The problems often involve large, sparse, or sorted matrices, mirroring real-world data constraints. You'll be evaluated on writing clean, bug-free code under pressure, with a strong emphasis on optimal time and space complexity.

How to Prepare — Study Tips with One Code Example

Master a handful of core patterns. Depth-first search (DFS) for connected components is essential for problems like "Number of Islands." Practice performing in-place rotations by deriving the index transformation formula. For dynamic programming, start with the classic minimum path sum problem to build intuition.

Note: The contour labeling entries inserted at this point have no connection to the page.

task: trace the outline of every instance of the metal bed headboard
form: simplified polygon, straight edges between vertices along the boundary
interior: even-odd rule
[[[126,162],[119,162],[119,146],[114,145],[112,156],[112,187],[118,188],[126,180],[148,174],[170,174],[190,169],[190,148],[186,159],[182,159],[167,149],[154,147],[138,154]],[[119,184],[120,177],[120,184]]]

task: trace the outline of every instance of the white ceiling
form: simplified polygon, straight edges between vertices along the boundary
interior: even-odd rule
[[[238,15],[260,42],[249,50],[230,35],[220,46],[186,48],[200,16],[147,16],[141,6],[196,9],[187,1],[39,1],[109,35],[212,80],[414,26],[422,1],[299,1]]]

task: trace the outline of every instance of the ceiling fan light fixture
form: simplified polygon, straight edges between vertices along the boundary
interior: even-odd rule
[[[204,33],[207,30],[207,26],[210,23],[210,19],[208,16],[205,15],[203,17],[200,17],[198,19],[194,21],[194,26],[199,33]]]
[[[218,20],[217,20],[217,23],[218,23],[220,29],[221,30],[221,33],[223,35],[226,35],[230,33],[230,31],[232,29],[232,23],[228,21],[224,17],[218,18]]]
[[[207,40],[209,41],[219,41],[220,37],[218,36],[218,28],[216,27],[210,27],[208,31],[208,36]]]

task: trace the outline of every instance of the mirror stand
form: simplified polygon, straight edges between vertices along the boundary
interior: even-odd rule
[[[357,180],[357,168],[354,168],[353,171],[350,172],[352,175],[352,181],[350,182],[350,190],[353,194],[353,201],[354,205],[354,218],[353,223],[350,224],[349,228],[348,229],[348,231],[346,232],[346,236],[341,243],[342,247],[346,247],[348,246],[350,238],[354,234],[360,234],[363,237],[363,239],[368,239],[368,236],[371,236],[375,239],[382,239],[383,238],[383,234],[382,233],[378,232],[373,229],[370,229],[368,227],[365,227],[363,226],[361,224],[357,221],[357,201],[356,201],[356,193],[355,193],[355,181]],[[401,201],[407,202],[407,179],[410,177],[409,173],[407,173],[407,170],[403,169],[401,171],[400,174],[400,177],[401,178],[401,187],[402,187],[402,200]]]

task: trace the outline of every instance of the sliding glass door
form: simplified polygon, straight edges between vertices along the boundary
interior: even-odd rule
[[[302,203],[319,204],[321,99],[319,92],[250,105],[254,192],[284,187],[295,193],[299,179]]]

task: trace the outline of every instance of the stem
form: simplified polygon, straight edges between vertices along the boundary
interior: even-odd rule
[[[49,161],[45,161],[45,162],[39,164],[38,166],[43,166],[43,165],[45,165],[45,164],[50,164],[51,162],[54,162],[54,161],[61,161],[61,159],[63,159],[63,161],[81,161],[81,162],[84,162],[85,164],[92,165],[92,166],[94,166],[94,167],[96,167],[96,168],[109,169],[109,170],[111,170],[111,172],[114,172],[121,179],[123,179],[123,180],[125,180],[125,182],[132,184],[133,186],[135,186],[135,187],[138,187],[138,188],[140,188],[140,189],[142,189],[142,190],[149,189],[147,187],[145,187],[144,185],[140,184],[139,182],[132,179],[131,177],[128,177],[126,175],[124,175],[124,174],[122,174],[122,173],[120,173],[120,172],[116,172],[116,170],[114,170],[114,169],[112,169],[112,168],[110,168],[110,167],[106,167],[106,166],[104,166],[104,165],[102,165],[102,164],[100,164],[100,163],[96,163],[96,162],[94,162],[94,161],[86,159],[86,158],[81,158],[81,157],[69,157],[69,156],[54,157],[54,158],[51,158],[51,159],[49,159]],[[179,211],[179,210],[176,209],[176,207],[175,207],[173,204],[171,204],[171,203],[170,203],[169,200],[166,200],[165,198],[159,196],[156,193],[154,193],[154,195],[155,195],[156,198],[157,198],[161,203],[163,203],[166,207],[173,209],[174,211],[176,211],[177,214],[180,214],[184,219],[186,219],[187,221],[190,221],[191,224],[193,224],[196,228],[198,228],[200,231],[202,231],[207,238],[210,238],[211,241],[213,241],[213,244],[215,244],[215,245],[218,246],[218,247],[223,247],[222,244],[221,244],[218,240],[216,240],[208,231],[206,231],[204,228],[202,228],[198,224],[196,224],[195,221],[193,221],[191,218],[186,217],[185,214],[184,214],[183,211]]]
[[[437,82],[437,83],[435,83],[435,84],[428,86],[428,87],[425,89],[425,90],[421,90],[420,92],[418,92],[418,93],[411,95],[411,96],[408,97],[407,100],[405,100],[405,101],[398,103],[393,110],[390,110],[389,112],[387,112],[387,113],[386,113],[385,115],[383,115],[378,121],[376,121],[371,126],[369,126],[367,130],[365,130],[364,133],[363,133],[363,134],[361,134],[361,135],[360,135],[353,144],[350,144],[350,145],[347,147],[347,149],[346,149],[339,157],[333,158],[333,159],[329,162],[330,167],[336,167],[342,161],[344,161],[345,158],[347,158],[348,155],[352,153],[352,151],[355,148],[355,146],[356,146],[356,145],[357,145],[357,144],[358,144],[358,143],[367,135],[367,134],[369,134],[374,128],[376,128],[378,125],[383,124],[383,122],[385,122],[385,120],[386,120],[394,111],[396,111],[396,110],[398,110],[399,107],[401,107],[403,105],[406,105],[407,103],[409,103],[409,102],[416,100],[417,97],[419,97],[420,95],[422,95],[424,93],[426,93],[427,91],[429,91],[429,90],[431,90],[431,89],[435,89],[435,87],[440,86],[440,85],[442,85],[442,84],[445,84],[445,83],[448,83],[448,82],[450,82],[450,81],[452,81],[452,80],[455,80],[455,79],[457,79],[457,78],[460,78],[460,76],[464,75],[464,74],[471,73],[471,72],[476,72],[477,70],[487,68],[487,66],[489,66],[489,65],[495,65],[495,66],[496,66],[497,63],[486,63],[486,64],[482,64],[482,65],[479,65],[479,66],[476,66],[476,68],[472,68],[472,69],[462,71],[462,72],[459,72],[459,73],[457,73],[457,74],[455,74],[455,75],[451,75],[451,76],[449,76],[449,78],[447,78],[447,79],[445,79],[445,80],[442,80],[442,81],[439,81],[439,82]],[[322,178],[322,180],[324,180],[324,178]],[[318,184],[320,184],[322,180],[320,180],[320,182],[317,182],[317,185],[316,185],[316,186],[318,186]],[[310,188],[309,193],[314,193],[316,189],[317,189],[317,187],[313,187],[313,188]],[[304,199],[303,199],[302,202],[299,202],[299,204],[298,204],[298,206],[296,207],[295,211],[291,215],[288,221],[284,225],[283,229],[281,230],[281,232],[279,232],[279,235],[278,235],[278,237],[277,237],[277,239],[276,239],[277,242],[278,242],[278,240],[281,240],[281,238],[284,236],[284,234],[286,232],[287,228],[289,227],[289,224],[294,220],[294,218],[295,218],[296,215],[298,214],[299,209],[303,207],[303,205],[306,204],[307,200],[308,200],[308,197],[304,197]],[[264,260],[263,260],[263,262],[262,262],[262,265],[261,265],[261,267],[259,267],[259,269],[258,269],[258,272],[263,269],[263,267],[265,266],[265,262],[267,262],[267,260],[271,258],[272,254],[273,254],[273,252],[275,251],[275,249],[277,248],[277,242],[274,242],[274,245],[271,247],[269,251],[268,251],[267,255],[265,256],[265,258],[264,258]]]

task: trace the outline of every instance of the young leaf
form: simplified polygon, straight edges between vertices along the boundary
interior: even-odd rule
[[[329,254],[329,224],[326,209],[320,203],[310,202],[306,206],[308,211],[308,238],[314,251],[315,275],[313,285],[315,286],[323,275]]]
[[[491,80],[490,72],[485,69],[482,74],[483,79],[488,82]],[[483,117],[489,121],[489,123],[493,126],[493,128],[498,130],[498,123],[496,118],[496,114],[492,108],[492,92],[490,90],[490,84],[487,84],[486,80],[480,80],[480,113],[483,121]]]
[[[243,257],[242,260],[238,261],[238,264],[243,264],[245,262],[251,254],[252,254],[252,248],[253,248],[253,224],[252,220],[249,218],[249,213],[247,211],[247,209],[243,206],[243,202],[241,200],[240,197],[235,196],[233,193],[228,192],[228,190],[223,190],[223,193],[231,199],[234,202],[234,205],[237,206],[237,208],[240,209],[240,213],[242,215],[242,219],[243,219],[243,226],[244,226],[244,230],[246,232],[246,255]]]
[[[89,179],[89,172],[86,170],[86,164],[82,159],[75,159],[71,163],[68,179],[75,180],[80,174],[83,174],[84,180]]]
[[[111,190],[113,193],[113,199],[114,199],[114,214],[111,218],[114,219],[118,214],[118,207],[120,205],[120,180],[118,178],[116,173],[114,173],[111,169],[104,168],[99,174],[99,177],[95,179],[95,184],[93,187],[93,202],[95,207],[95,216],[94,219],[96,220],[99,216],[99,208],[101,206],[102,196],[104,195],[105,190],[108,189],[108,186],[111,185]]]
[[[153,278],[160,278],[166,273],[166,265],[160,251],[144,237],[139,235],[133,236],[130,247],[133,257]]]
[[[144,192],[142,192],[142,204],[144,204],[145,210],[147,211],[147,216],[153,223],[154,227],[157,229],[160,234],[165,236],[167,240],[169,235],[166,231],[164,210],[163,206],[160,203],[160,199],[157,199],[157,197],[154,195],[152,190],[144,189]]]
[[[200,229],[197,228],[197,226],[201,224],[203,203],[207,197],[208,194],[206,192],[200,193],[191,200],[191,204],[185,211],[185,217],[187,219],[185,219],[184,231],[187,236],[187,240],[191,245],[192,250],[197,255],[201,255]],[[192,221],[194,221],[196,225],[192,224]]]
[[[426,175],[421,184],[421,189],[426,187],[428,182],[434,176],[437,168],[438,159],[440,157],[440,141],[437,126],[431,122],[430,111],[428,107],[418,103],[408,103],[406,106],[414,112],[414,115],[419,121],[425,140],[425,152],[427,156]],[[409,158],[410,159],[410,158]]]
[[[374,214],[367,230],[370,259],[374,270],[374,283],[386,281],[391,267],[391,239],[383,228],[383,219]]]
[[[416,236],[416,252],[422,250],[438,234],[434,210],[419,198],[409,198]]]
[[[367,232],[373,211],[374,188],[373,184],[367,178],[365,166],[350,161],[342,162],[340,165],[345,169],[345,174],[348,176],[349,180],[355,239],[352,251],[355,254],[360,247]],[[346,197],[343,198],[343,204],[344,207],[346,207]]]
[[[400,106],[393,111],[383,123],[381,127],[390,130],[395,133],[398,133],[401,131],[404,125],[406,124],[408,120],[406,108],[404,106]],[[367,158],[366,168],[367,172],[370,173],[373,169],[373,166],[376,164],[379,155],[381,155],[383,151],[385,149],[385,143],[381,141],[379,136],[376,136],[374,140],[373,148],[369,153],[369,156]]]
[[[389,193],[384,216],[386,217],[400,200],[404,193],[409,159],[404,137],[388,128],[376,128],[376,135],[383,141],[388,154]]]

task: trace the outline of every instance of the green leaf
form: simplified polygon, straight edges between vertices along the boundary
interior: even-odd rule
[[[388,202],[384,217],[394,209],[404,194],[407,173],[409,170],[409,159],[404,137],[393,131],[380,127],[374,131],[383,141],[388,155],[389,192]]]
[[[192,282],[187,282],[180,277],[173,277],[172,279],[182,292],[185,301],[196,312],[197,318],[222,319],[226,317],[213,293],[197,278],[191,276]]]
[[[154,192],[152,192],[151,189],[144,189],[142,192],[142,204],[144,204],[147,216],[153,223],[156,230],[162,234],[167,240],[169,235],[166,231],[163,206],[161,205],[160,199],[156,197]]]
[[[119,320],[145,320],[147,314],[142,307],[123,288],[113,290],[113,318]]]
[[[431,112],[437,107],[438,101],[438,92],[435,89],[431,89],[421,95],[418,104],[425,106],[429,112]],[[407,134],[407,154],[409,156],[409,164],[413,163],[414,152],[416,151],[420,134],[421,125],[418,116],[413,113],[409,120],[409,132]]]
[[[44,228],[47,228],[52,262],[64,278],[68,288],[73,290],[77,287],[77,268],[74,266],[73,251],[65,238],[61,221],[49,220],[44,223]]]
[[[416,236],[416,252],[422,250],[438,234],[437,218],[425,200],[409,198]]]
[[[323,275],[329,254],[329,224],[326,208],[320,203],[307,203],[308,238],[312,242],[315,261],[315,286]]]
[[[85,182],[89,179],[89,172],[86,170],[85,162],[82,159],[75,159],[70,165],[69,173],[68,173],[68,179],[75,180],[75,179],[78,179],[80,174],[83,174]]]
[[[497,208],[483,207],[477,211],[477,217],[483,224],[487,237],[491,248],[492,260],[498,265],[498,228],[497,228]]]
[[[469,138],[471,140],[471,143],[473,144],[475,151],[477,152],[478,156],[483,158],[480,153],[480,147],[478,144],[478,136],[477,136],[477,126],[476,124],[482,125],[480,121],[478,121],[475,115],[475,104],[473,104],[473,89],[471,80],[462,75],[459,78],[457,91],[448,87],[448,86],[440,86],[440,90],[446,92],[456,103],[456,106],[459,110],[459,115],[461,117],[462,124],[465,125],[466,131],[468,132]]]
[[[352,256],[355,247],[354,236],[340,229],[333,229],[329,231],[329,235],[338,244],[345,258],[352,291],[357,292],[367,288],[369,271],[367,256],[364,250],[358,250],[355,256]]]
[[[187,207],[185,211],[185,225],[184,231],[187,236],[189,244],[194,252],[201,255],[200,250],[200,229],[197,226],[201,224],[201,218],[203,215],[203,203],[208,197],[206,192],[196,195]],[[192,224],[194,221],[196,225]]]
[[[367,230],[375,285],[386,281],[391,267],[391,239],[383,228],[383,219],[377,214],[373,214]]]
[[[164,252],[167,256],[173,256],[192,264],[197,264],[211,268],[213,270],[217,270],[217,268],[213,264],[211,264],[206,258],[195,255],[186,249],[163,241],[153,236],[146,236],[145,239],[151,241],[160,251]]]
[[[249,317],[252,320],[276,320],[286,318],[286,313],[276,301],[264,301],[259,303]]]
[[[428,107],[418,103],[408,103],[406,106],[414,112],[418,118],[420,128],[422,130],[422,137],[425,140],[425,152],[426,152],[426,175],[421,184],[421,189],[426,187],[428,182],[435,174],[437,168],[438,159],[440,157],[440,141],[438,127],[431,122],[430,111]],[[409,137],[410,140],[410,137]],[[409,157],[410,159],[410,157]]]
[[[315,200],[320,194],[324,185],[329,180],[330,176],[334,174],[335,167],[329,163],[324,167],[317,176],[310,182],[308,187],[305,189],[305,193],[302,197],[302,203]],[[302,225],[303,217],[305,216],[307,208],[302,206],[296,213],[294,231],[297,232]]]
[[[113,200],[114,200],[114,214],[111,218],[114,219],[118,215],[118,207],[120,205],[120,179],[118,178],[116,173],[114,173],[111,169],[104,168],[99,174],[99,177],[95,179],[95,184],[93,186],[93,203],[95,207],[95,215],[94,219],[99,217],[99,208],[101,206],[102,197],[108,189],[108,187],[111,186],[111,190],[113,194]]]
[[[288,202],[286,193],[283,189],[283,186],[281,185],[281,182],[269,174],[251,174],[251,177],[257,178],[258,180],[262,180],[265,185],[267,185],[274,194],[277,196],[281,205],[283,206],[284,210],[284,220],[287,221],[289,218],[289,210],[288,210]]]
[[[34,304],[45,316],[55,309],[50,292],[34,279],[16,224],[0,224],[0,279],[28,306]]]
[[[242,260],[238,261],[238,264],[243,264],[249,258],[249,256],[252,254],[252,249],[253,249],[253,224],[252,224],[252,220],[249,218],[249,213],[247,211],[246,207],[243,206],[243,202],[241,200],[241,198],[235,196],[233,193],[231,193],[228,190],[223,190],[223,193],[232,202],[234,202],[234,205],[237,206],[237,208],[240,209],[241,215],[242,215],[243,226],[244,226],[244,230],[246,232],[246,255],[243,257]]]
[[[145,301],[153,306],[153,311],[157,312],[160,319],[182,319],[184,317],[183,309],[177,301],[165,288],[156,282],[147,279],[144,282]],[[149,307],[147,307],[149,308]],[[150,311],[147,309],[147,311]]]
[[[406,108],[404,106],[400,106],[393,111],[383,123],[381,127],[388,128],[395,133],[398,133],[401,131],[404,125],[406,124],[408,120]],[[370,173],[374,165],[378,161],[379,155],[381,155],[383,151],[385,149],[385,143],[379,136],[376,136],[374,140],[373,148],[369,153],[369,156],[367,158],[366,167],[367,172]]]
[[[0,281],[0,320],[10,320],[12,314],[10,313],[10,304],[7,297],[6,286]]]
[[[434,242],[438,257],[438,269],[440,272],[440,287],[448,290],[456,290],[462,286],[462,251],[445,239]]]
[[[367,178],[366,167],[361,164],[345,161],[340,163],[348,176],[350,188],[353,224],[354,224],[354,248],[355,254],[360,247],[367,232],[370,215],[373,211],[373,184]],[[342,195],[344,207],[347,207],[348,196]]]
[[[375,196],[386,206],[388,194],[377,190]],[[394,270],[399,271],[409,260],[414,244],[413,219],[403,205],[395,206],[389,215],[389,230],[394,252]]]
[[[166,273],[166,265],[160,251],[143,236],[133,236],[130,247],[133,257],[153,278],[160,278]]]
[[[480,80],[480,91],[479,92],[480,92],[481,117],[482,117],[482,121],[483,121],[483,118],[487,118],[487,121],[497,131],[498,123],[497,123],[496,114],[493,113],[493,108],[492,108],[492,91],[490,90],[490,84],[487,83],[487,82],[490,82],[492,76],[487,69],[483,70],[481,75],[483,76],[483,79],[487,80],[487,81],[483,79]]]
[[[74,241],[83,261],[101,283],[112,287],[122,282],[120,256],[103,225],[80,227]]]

A critical pattern is simulation-based traversal, such as moving in a spiral order. The key is to maintain boundaries (top, bottom, left, right) and iterate systematically, adjusting the boundaries after processing each row or column.

def spiral_order(matrix):
    result = []
    if not matrix:
        return result
    top, bottom = 0, len(matrix) - 1
    left, right = 0, len(matrix[0]) - 1

    while top <= bottom and left <= right:
        # Traverse right
        for col in range(left, right + 1):
            result.append(matrix[top][col])
        top += 1
        # Traverse down
        for row in range(top, bottom + 1):
            result.append(matrix[row][right])
        right -= 1

        if top <= bottom:
            # Traverse left
            for col in range(right, left - 1, -1):
                result.append(matrix[bottom][col])
            bottom -= 1
        if left <= right:
            # Traverse up
            for row in range(bottom, top - 1, -1):
                result.append(matrix[row][left])
            left += 1
    return result
  1. Start with fundamental traversals: DFS/BFS for "Number of Islands" and "Rotting Oranges."
  2. Master simulation patterns: "Spiral Matrix" and "Rotate Image."
  3. Tackle dynamic programming on grids: "Minimum Path Sum" and "Unique Paths."
  4. Practice search in sorted matrices: "Search a 2D Matrix II."
  5. Combine concepts with harder problems like "Word Search" and "Set Matrix Zeroes."

Focus on writing correct, compilable code on your first try. Time yourself to simulate interview conditions.